As I’ve gotten older my tastes have evolved and I’m less interested in making the status quo and I’m more interested in shifting tradition slightly and improving upon it. While pumpkin pie is a classic, it has felt a little bland to me in recent years. So this year, while we have Thanksgiving at home with just the three of us, we are going to change the traditional pumpkin pie to pumpkin cheesecake and make it in individual sizes for extra appeal. I recommend topping each mini cheesecake with whipped cream and sugared pecans. Because, you know, calories don’t matter on Thanksgiving, right?!
Mini Pumpkin Cheesecake Recipe
- 2 packages 8 ounce cream cheese, softened
- 1/2 cup sugar
- 1/3 cup sugar reserved for graham cracker crust
- 1/2 tsp vanilla extract
- 1 sleeve graham crackers, crumbled in a food processor
- 1/2 stick butter, melted
- 1/2 tsp ground cinnamon
- 1/2 tsp ground cinnamon, reserved for graham cracker crust
- 1/2 cup canned pumpkin puree
- 1 pinch ground cloves
- 1 pinch ground nutmeg
- Preheat oven to 325 degrees.
- Combine softened cream cheese, sugar and vanilla in a large bowl or mixer and beat until smooth.
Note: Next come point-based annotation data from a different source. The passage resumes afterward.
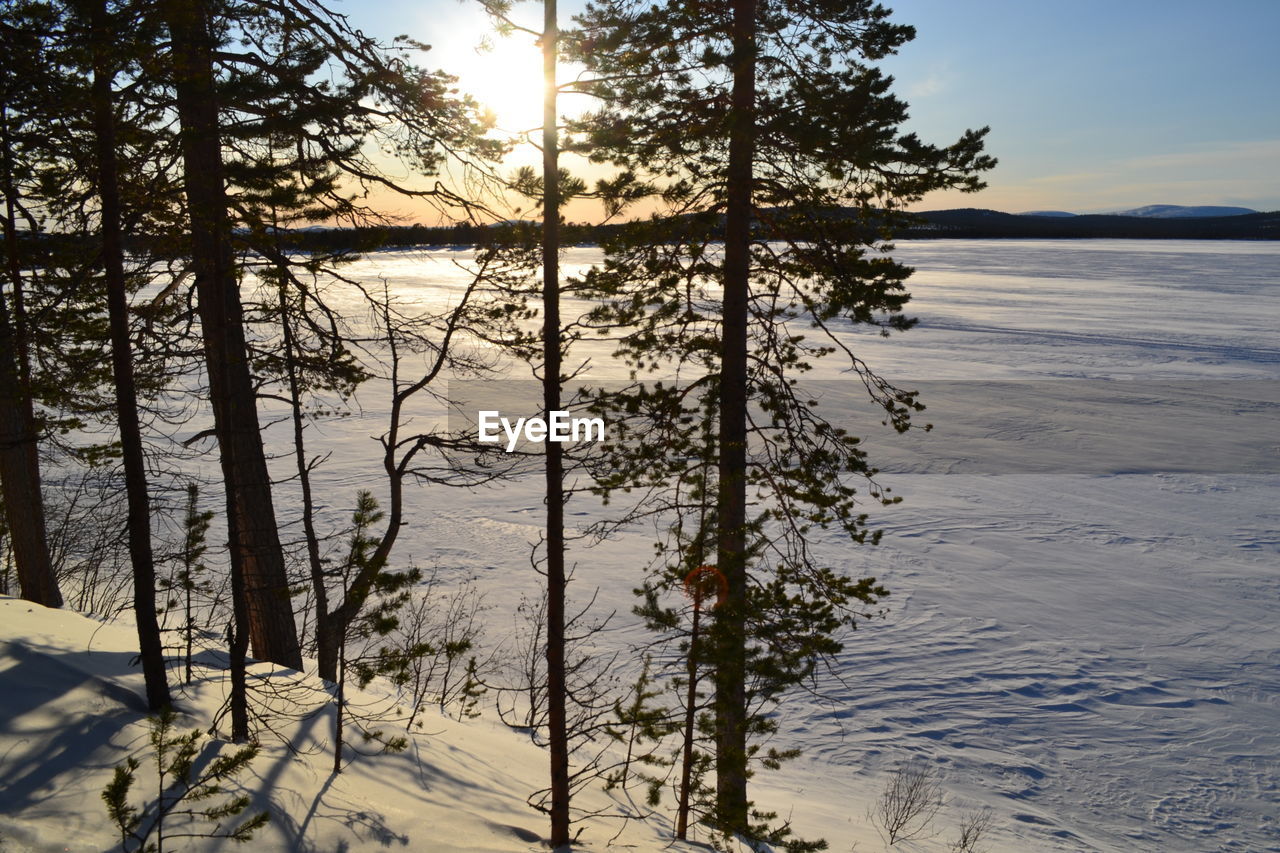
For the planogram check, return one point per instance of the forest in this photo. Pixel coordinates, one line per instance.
(173, 173)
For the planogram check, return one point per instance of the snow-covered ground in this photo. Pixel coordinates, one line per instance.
(1088, 646)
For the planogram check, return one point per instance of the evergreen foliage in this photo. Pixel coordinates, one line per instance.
(192, 792)
(766, 126)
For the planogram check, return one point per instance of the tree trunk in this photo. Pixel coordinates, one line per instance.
(556, 689)
(122, 365)
(731, 717)
(19, 463)
(255, 546)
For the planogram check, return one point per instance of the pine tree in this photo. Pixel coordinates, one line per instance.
(762, 124)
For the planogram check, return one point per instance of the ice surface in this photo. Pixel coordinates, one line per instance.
(1093, 655)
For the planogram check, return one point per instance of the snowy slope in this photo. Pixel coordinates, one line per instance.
(1091, 652)
(71, 710)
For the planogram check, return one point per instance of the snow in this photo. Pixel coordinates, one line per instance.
(1088, 647)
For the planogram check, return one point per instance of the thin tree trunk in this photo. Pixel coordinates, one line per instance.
(255, 546)
(731, 802)
(19, 460)
(122, 365)
(556, 688)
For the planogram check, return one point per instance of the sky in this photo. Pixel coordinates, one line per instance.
(1093, 105)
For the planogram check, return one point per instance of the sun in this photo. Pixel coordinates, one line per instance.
(507, 80)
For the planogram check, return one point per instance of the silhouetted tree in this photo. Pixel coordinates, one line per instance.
(760, 123)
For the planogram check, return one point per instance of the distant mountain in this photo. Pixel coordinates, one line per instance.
(1180, 211)
(970, 222)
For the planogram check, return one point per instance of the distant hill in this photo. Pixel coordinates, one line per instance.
(1180, 211)
(972, 222)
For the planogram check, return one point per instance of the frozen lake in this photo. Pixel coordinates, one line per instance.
(1091, 649)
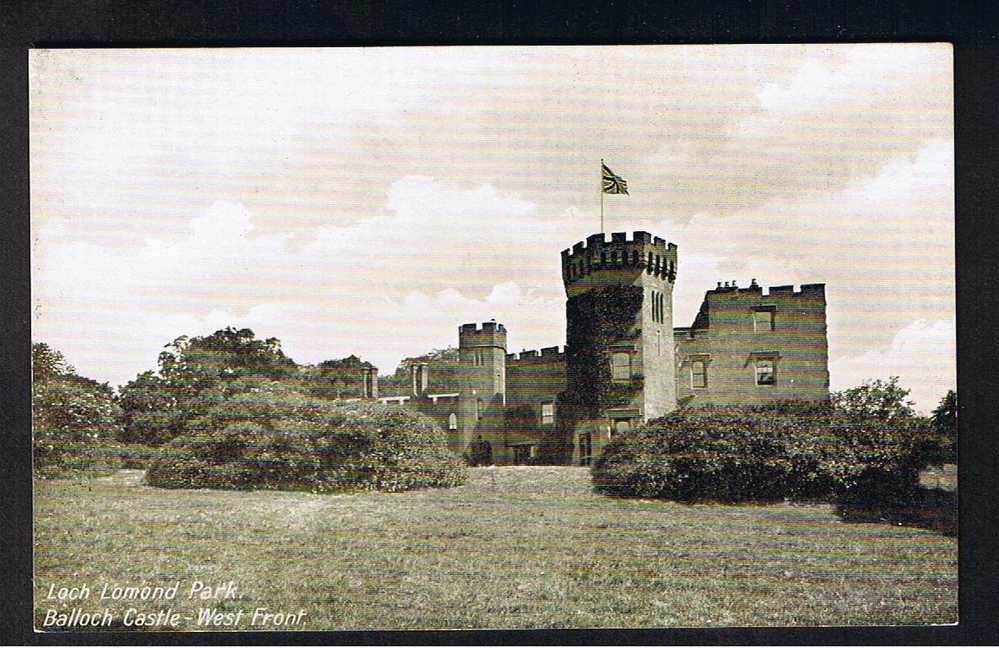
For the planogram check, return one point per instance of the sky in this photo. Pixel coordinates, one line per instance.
(368, 201)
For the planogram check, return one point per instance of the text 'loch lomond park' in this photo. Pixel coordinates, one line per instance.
(143, 615)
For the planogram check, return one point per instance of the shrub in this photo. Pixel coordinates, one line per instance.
(74, 422)
(767, 453)
(280, 439)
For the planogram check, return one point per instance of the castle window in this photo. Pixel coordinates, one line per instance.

- Add in eggs one at a time until blended.
- Grease a muffin pan.
- Mix together graham cracker crumbs, reserved sugar and cinnamon until well blended.
- Press a layer of the graham cracker mixture into the bottom third of each muffin tin reservoir.
- Take out 1 cup of batter in the mixing bowl and spread it into the bottom of crust, filling it about halfway full.
- Add pumpkin, cinnamon, cloves and nutmeg to the remaining batter and stir until blended.
- Add the remaining batter to the top of each muffin tin.
- Bake in preheated oven for 30 minutes, or until center is almost set.
- Let it cool and refrigerate overnight or for 3 hours.
- When serving, top with whipped cream and sugar pecans, if desired.